Question

What quantity in moles of precipitate will be formed when 208.0 ml of 0.300 m lii is reacted with excess pb(no₃)₂ in the following chemical reaction? 2 lii(aq) pb(no₃)₂(aq) → pbi₂(s) 2 lino₃(aq)

Answer 1

To find the quantity of precipitate formed, we can use the stoichiometry of the balanced chemical equation. In this case, when 208.0 mL of 0.300 M LiI is reacted with excess Pb(NO3)2, 0.0312 moles of PbI2 precipitate will be formed.

Step-by-step explanation:

To determine the quantity of precipitate formed when 208.0 mL of 0.300 M LiI is reacted with excess Pb(NO3)2, we need to use the stoichiometry of the balanced chemical equation.

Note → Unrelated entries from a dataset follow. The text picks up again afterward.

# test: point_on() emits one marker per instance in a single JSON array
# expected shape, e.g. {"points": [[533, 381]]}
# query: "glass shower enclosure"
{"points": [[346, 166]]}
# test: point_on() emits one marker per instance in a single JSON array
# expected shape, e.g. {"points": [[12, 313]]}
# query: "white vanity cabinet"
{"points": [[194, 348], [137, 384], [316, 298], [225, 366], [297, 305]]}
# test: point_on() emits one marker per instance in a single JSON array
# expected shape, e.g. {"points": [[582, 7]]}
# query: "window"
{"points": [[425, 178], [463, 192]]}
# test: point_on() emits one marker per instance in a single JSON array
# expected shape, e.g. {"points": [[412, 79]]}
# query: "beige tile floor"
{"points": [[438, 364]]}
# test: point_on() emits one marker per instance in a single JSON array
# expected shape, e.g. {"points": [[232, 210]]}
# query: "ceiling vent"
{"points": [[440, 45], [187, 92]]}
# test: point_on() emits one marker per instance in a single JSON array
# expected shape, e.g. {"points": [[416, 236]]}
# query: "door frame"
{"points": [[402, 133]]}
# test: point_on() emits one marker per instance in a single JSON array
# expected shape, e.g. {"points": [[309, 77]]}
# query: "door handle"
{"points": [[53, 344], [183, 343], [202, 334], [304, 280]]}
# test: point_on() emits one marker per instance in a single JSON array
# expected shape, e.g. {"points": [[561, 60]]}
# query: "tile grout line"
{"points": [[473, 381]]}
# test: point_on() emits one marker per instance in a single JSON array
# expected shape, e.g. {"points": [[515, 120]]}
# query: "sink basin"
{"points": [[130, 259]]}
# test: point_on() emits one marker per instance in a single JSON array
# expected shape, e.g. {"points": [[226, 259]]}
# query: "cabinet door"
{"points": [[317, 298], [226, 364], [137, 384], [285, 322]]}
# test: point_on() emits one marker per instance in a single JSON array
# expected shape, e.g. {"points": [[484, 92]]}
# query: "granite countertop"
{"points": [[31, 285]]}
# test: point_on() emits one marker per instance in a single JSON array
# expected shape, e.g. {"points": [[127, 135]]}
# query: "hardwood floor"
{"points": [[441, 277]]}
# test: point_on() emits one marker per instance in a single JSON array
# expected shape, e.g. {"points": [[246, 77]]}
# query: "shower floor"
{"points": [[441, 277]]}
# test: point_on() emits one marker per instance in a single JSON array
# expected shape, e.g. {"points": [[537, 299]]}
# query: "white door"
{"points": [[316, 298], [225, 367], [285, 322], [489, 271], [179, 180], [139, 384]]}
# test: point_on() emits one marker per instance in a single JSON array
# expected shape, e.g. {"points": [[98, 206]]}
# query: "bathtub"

From the equation, we can see that for every 2 moles of LiI, 1 mole of PbI2 precipitate is formed. Since the concentration of LiI is given in moles per liter (M), we need to convert the volume to liters and then use the molarity to find the number of moles of LiI. Finally, we can use the mole ratio to find the number of moles of PbI2 formed.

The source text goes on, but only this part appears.